Je soufflai une nouvelle fois, puis décidai de ne pas perdre davantage de temps, de ne pas prendre davantage de risque. Il fallait que j'aille au hangar maintenant. Une crise de manque était si vite arrivée, après tout. Je tirai une dernière fois sur le joint, puis le posai sur le bord du cendrier en marmonnant. Je n'aurai qu'à le finir en rentrant. Enfin, si j'y pensais...

 J'enfournai quelques affaires dans mon sac, sans vraiment me préoccuper de quoi il s'agissait. Rien ne comptait tant que j'avais un peu de poids sur le dos. De quoi me sentir rassuré. Je me passai un peu d'eau sur le visage, dans la cuisine, pour tenter de reprendre un peu conscience avec le monde qui m'entourait. Oh et puis, peu m'importait, au fond !

 Je tirai la porte du frigo et attrapai une bouteille d'eau fraîche. Il fallait aussi faire des courses, mais avec quel argent ? Je secouai la tête et me penchai pour attraper une maigre liasse, sous le matelas. Bordel, et dire que nous n'étions qu'au début du mois... J'étais foutu. Étrangement, cette constatation ne me tira qu'un petit rire jaune. Et dire que l'Etat me payait déjà mes études. Comment faisaient les autres ? Ah oui, ils avaient des parents...

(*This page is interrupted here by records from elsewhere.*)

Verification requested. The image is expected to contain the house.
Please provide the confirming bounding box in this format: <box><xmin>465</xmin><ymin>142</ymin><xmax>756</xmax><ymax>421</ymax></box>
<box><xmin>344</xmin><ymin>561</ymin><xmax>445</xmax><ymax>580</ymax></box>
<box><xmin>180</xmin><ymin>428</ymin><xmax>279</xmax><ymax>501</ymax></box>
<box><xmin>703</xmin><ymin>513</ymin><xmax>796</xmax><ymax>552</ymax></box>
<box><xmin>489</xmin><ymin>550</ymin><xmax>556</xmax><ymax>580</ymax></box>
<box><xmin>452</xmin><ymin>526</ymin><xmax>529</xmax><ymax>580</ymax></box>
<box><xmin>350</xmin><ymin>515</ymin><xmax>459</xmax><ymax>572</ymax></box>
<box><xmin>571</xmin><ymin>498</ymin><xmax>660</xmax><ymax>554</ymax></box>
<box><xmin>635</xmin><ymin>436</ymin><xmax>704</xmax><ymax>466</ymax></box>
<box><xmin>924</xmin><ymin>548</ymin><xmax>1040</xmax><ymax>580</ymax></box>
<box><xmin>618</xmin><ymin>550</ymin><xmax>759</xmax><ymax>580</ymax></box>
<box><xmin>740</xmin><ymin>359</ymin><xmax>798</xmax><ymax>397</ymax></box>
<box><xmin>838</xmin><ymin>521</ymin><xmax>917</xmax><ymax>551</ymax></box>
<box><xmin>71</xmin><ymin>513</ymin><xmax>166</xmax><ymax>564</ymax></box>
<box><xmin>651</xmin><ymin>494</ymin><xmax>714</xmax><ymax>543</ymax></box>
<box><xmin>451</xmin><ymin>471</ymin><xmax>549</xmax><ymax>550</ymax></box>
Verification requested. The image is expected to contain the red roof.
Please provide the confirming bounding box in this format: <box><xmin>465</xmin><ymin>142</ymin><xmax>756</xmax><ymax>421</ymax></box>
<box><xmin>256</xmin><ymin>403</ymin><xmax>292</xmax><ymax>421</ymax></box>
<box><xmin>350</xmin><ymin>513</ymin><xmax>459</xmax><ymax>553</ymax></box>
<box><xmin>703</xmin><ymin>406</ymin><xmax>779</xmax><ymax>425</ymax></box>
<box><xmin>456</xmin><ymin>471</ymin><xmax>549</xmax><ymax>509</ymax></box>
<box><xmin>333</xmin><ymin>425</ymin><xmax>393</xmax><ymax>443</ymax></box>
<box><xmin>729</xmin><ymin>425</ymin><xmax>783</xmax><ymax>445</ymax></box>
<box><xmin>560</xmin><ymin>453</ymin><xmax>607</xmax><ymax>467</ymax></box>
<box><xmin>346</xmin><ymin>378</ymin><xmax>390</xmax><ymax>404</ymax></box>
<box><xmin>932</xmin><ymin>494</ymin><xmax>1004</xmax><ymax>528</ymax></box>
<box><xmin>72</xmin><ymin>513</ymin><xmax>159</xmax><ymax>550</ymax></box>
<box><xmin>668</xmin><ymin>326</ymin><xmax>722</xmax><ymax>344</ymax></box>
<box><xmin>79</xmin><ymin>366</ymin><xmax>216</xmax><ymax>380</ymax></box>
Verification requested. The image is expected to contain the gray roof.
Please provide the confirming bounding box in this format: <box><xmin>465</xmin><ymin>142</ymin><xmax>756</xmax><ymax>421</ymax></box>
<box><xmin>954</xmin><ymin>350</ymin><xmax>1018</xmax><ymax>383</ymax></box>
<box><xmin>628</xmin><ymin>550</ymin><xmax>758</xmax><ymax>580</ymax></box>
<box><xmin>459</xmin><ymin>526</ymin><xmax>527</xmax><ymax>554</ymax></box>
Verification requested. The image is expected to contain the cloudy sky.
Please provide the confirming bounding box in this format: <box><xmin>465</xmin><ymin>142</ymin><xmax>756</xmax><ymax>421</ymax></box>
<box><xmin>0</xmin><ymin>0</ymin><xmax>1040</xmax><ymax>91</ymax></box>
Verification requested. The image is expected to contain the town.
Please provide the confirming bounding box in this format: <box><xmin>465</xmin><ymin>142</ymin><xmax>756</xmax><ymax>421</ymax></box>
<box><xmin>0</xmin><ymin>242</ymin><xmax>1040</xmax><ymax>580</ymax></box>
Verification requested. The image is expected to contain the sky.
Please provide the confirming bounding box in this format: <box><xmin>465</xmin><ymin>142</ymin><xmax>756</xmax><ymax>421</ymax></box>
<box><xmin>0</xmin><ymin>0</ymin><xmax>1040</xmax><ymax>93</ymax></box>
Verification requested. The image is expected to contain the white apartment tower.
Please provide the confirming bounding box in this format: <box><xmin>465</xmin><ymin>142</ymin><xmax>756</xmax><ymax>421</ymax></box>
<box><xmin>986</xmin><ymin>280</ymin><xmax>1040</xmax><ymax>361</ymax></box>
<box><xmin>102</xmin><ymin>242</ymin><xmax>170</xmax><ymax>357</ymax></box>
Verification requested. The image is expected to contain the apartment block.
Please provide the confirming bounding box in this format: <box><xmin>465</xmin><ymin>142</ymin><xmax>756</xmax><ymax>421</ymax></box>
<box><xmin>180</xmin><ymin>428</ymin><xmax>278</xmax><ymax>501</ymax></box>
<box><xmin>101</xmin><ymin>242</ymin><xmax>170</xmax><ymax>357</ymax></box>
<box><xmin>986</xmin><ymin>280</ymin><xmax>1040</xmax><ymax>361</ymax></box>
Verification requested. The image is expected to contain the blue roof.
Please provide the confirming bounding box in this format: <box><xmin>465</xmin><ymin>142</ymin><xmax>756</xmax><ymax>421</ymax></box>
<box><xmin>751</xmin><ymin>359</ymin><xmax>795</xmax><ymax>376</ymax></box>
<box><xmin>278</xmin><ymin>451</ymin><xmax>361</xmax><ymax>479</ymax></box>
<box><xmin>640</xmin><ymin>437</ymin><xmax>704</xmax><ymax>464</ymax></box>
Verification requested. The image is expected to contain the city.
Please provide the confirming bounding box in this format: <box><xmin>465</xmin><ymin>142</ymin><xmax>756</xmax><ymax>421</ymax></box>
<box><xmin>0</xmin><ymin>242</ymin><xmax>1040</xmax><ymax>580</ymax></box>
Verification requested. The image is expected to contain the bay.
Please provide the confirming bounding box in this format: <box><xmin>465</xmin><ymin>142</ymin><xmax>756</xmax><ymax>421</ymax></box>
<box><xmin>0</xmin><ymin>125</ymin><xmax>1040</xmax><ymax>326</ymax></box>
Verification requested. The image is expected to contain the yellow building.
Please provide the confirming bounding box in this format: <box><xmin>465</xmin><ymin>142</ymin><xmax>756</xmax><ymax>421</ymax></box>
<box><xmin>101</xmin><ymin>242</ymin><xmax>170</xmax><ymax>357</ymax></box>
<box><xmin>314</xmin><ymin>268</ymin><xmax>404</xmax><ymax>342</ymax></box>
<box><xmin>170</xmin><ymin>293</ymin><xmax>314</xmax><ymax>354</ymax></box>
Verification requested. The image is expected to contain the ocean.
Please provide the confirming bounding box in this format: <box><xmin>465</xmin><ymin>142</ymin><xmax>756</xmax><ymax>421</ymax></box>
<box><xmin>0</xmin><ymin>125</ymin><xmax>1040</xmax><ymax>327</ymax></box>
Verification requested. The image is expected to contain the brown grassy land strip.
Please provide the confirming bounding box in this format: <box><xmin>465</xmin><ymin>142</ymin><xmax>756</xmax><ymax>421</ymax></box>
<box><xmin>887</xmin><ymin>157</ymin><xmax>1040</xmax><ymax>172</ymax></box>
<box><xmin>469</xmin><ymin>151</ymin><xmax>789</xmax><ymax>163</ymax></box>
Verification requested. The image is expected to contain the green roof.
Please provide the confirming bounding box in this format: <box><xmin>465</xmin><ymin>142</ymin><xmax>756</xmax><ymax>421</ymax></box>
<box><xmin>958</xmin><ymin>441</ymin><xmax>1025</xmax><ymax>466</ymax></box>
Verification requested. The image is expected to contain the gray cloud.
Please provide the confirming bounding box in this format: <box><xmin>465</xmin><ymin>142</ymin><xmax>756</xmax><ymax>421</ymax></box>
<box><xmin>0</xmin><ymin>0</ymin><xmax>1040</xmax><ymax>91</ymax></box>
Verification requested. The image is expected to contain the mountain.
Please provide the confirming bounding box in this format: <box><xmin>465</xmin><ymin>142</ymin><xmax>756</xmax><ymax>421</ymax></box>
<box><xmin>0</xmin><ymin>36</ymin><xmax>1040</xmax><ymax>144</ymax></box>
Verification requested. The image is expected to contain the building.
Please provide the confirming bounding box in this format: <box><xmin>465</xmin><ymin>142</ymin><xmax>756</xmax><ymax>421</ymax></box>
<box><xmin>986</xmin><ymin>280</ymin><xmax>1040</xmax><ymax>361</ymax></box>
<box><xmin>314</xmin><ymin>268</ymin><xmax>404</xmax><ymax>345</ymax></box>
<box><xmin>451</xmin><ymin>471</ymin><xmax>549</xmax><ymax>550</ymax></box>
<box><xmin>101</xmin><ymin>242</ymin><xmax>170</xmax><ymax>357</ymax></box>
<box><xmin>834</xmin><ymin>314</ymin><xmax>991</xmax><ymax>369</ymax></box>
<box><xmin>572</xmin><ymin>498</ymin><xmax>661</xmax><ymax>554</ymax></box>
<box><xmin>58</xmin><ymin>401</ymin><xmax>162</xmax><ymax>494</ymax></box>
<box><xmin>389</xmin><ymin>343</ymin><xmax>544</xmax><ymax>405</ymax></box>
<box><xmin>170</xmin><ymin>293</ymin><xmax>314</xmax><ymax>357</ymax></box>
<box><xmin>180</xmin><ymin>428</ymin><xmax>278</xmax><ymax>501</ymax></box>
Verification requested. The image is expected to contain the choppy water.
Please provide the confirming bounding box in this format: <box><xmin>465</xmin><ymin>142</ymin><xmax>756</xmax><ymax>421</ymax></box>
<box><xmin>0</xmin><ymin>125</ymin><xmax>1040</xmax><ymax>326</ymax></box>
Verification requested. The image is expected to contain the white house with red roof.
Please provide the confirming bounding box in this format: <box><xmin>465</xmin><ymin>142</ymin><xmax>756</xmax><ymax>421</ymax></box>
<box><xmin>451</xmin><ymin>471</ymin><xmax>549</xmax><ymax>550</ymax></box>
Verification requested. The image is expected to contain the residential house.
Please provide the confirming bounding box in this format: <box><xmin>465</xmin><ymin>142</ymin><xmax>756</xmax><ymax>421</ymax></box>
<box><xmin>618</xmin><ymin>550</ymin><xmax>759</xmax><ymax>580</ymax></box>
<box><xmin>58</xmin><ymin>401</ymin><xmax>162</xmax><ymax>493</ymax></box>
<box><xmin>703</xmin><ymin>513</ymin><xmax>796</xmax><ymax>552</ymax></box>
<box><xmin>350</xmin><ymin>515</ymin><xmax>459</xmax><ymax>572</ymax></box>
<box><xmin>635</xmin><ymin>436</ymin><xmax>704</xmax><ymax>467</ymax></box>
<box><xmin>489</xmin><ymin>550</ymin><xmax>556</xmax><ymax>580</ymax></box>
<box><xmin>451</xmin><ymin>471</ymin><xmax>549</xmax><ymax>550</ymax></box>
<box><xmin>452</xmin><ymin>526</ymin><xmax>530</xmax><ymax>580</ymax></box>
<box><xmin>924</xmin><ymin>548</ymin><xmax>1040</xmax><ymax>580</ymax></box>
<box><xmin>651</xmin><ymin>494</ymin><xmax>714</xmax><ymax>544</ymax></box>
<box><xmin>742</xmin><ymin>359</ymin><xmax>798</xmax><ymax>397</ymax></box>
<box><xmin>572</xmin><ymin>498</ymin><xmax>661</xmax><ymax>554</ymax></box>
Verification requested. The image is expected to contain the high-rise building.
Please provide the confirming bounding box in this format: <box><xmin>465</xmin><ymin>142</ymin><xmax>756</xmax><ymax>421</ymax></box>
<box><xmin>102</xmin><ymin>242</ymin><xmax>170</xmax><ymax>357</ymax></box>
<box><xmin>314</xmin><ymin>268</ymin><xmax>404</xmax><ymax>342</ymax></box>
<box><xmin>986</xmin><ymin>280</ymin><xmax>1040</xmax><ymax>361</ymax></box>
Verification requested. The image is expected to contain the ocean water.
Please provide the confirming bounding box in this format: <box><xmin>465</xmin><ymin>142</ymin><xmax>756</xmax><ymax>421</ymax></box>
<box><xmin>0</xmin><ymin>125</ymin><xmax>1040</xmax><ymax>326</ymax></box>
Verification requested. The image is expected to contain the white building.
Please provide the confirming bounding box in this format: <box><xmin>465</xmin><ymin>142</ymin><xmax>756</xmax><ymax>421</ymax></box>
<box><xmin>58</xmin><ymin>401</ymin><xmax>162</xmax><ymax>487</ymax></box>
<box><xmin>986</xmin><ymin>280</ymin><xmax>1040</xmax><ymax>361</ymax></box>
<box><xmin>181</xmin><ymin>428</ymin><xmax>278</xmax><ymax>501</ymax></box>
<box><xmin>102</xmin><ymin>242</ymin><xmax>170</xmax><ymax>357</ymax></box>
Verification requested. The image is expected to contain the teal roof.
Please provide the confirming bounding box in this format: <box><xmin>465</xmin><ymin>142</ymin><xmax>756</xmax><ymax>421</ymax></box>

 Je me grattai l'arrière du crâne. L'effet était négatif, aujourd'hui. La faute de ce garçon, il m'avait perturbé, chamboulé, retourné l'estomac. Et dire que j'avais dormi dans son lit. Un frisson de dégoût me parcouru. Je sentis le besoin pressant de me laver les mains. C'est la dernière chose que je fis avant de passer la porte de chez moi. Je trainai les pieds sur le trottoir, la tête basse. Les effets ne se dissiperaient pas tout de suite et je me désolai déjà de leurs horribles conséquences. Il avait cette rancoeur dans mon coeur, d'habitude si calme, et pourtant, si vive aujourd'hui...

 Ne croiser le regard de personne, et surtout pas de ces putains de racistes.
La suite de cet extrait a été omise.